Stephen Harper was passionate about Canadian history. But his government also understood how it could be used to serve political ends.

With the change in government, it is time to reassess two prospective historical monuments that the Harper government promoted with a zeal that overrode proper public scrutiny.

The first is the controversial Memorial to the Victims of Communism, planned for a prime piece of Ottawa's parliamentary real estate near the Supreme Court of Canada – a site long designated for a new Federal Court building.

The privately backed memorial raises many yellow flags, from its daunting scale and discouraging message (corpses figured largely in the original design) to its questionable location and dependence on taxpayer funding. The biggest complaint from opponents was the partisanship of the process that discouraged broad public consultation. The memorial was seen as a pet project of Conservative ministers who, in seeking the support of groups linked to the monument's anti-Communist message, fast-tracked its development with a fervour that shut down opposition.

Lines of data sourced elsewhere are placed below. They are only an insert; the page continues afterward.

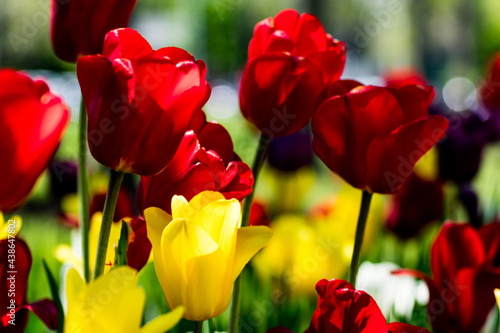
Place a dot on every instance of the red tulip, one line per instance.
(14, 272)
(290, 61)
(139, 102)
(466, 269)
(32, 121)
(373, 136)
(79, 26)
(400, 77)
(418, 203)
(343, 309)
(203, 162)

The National Capital Commission did well to soften the harsh design of the project, but its wisest move was to postpone any decisions until after the federal election. The incoming Liberal government now has the opportunity to give the memorial the critical attention it deserves. At the very least, it should be moved to a more suitable location, away from such a prime site in the heart of the capital.

The same critical gaze should be turned on the outsized Mother Canada statue, a privately promoted expression of monumentality proposed for an evocative coastline site in Cape Breton Highlands National Park. Like its counterpart in Ottawa, this gigantic tribute to Canada's war dead, whose style and scale would do Stalin proud, has proved to be a disheartening exercise in disunity – largely because the overseers of Parks Canada severely limited public input into the highly flawed proposal's design and purpose.

While the eight-storey monolith enjoys local support from those who hope it will create jobs and draw tourists, it remains an ugly and unfitting memorial. History needs to honoured by something better than a monumental mistake.